Dr. Khalil is an Associate Professor of Biomedical Engineering and the Associate Director of the Biological Design Center at Boston University, and a Visiting Scholar at the Wyss Institute at Harvard University. An expert in synthetic biology, Dr. Khalil has done pioneering work in designing transcription factors and gene regulatory systems for mammalian synthetic biology and therapeutic applications. He is a recipient of several awards including the DoD Vannevar Bush Faculty Fellowship, Presidential Early Career Award for Scientists and Engineers (PECASE), NIH New Innovator Award, NSF CAREER Award, DARPA Young Faculty Award and a Hartwell Foundation Biomedical Research Award. Dr. Khalil is a co-founder of K2 Biotechnologies and Fynch Biosciences, and a SAB member of Chroma Medicine. Dr. Khalil has a MS and PhD in Mechanical Engineering from Massachusetts Institute of Technology, as well as a BS in Mechanical Engineering from Stanford University.
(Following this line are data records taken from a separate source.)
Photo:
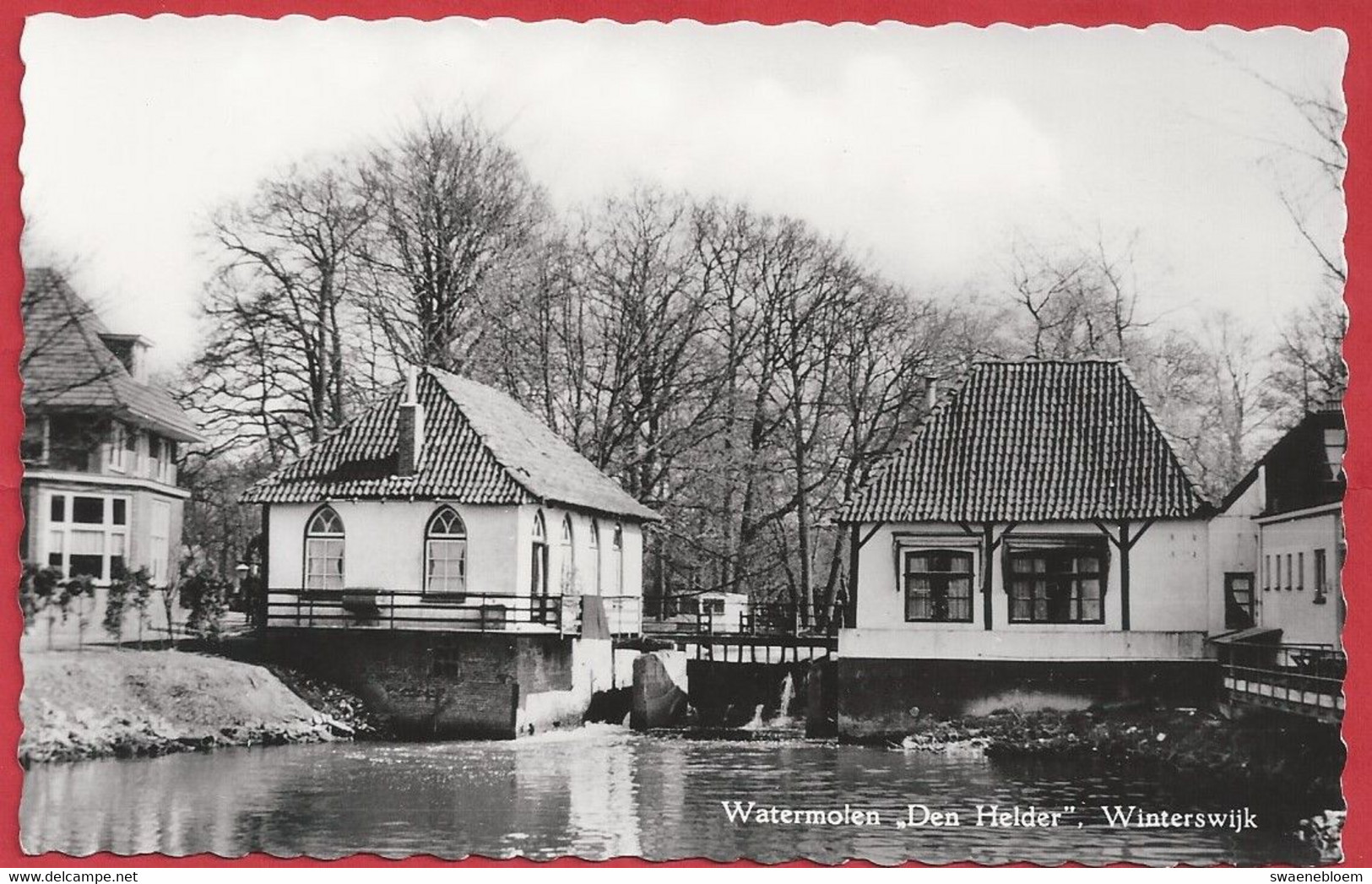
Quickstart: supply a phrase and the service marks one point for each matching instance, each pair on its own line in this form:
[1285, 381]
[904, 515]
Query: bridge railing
[388, 610]
[1301, 678]
[704, 616]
Dr. Taylor is an independent consultant with two decades of biopharma experience in global development and commercialization of oncology drugs. Most recently he was the Chief Commercial Officer at Seagen, leading the organization for the launches of PADCEV (enfortumab vedotin) and Tukysa (tucatinib). He began his career at Genentech with leadership roles in Product Marketing, where he contributed to the success of several leading brands, including HERCEPTIN® (trastuzumab), AVASTIN® (bevacizumab) and ALECENSA® (alectinib). Subsequently, he was the Franchise Head for Immuno-Oncology (IO) at both Genentech/Roche and AstraZeneca, gaining significant experience in development and commercialization of IO therapies, including TECENTRIQ® (atezolizumab) and IMFINZI® (durvalumab). He earned a PhD in Molecular and Medical Genetics from the University of Toronto, an MBA from the University of California, Berkeley, and a BSc from the University of British Columbia.
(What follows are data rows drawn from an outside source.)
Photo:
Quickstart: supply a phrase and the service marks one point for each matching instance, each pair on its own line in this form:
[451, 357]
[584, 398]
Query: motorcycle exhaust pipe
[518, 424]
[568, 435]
Dr. Varney is the Chairman of R&D, SAB Member and Board Director at Erasca, an early-stage biotechnology company on a mission to erase cancer by shutting down key cancer pathways. Dr. Varney is a pioneer drug discoverer and biotech leader—he has led research and early drug development efforts at Agouron, the developers of an early HIV protease inhibitor, Viracept®, as well as multiple approved anti-cancer agents, including Xalkori® (crizotinib) and Inlyta® (axitinib). Dr. Varney was instrumental in expanding Genentech’s drug discovery capabilities to include small molecules, building an organization that produced anti-cancer drugs Erivedge® (vismodegib) and Cotellic® (cobimetinib). He most recently retired from Genentech as the Head of Research and Early Development. Dr. Varney has a BS in Chemistry from the University of California, Los Angeles, and a PhD in synthetic organic chemistry from the California Institute of Technology. He was an American Cancer Society postdoctoral fellow at Columbia University.
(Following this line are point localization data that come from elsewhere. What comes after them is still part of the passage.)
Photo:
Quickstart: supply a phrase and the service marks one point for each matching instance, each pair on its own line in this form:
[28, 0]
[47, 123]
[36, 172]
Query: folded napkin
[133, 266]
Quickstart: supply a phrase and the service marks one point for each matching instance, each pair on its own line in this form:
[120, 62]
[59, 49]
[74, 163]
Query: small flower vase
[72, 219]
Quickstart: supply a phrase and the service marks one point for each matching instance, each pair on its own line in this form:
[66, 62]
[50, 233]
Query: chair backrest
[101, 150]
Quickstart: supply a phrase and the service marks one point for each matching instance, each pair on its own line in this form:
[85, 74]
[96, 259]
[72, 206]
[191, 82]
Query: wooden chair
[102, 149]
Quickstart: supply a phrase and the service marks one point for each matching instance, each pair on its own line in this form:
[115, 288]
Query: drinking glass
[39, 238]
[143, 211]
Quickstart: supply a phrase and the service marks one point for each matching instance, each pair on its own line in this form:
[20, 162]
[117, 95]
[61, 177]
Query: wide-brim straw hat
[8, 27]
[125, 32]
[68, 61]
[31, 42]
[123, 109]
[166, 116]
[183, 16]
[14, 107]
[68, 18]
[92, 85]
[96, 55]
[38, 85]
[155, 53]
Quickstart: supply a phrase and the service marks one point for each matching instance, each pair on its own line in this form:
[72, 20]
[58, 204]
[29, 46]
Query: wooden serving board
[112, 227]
Dr. Wong is an Associate Professor at Boston University. He is an expert in immune cell engineering and synthetic biology for therapeutic applications. Dr. Wong’s research has been published in numerous high-impact journals including Nature, Nature Biotechnology, Cell and PNAS. Dr. Wong has been recognized with multiple early academic career awards, including the NIH New Innovator Award, the ACS Synthetic Biology Young Investigator Award and the NSF CAREER Award. Dr. Wong has a BS in Chemical Engineering from the University of California, Berkeley, and a PhD in Chemical and Biomolecular Engineering from the University of California, Los Angeles. Dr. Wong completed his postdoctoral studies in the laboratory of Professor Wendell Lim at University of California, San Francisco.